Talmidge had assured her that there was no danger of either the flame being extinguished or the lamp being dashed against a hard surface and so broken, mistaking her feverish attention for concern. He most likely had no idea that she had laid awake for a number of nights now, able to think of nothing save for the lamp and what it meant in terms of her own life. But then who could fail to become fixated upon an object which they had been told was fundamental to their continued existence in much the same way as the air that they breathed or the water they drank.

Cassandra knew full well that this was no cheap charlatan's trick on the part of the dour sorcerer, having been treated to a demonstration of just how immediate the power that the person who bore the lamp was. Taken alongside the so very recent revelation that Talmidge claimed one of the parents she had never even met had been an inhuman creature he had named a djinn, there was a battle being fought inside of her mind as to just which was the more terrifying and idea and which was most likely to push her over the edge and finally make her lose her marbles.

But such thoughts would not help her as far as more practical matters were concerned and she managed, with all the strength of will that she could scrape together, to drag her eyes away from the thing and instead stare forwards, resolutely focusing on the task at hand.

This was the first time she had left the shop on anything other than a simple errand, the first time that Talmidge had allowed her to accompany him on what for him amounted to a business matter. Cassandra was conflicted in terms of the role that she was supposed to play, at the same time still chafing more than a little at the way in which she had been packaged off by Mosca, the man who had raised her in her home of Venice and she was not happy to be where she had ended up.
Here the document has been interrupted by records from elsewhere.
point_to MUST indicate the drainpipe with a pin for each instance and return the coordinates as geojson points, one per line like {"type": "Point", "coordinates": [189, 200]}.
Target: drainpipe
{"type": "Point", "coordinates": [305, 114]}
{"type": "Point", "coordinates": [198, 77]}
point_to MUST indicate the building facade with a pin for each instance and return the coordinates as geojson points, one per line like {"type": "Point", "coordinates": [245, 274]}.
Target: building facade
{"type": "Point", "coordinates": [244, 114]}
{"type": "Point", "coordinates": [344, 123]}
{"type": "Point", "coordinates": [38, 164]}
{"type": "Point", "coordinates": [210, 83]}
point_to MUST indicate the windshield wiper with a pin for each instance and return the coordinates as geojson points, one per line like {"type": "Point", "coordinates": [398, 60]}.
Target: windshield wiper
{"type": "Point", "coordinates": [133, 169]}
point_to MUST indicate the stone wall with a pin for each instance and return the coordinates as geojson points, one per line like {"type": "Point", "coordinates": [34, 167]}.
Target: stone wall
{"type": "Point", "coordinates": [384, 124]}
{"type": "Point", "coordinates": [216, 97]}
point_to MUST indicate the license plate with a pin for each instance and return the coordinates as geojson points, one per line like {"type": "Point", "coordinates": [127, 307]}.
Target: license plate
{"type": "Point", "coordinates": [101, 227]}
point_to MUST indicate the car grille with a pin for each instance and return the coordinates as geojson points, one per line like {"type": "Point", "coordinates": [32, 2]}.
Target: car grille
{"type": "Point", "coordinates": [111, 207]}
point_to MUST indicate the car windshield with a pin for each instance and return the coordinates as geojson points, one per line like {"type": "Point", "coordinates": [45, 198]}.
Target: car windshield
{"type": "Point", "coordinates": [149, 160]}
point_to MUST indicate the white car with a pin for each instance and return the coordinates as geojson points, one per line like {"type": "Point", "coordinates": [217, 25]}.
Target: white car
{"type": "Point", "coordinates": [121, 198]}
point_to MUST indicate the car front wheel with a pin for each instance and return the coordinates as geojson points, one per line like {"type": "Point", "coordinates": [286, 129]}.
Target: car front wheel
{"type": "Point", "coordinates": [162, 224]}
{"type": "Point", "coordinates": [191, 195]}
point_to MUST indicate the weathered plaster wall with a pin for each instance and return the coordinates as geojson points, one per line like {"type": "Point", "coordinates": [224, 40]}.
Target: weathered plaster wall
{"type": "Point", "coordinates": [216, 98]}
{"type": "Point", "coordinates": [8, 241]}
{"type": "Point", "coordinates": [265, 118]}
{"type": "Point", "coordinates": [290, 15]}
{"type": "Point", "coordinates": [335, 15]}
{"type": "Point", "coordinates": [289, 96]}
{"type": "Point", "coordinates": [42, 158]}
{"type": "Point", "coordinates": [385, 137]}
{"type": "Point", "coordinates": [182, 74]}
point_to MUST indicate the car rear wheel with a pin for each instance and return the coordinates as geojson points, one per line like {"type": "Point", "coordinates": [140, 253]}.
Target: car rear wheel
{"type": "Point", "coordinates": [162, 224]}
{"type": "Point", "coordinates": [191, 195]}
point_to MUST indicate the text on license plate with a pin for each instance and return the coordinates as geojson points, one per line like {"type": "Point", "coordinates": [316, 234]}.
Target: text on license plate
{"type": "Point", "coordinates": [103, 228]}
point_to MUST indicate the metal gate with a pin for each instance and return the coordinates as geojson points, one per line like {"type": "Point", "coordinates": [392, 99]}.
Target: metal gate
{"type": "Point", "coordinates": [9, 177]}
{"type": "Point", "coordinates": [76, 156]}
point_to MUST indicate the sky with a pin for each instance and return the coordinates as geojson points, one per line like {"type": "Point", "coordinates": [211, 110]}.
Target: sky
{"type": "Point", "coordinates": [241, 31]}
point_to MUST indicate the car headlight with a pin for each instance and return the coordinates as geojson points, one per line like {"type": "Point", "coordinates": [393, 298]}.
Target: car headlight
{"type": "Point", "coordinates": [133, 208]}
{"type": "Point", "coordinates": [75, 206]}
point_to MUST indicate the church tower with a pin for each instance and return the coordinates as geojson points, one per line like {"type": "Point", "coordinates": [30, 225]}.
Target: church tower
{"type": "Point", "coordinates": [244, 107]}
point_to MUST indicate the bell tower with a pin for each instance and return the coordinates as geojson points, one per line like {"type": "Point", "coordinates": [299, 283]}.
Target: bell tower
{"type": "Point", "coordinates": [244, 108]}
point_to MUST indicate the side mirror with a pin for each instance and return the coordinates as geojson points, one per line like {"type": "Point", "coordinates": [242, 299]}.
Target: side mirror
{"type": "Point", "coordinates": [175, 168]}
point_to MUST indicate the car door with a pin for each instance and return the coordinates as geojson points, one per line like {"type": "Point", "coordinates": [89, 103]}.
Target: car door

But there was also a sense in which she was determined to prove herself capable in the eyes of the man to whom he had sent her as well as to rekindle her own self-worth.

But even that was not the whole and simple truth of the matter.

Mosca had sent her supposedly into the care and protection of a man named Nathaniel Withers, whom Cassandra now knew was a good few years dead. Talmidge had explained the situation to her and rather grudgingly accepted that as the older man’s apprentice and apparent heir; he was obliged to shoulder the commitments that would have fallen to the deceased himself.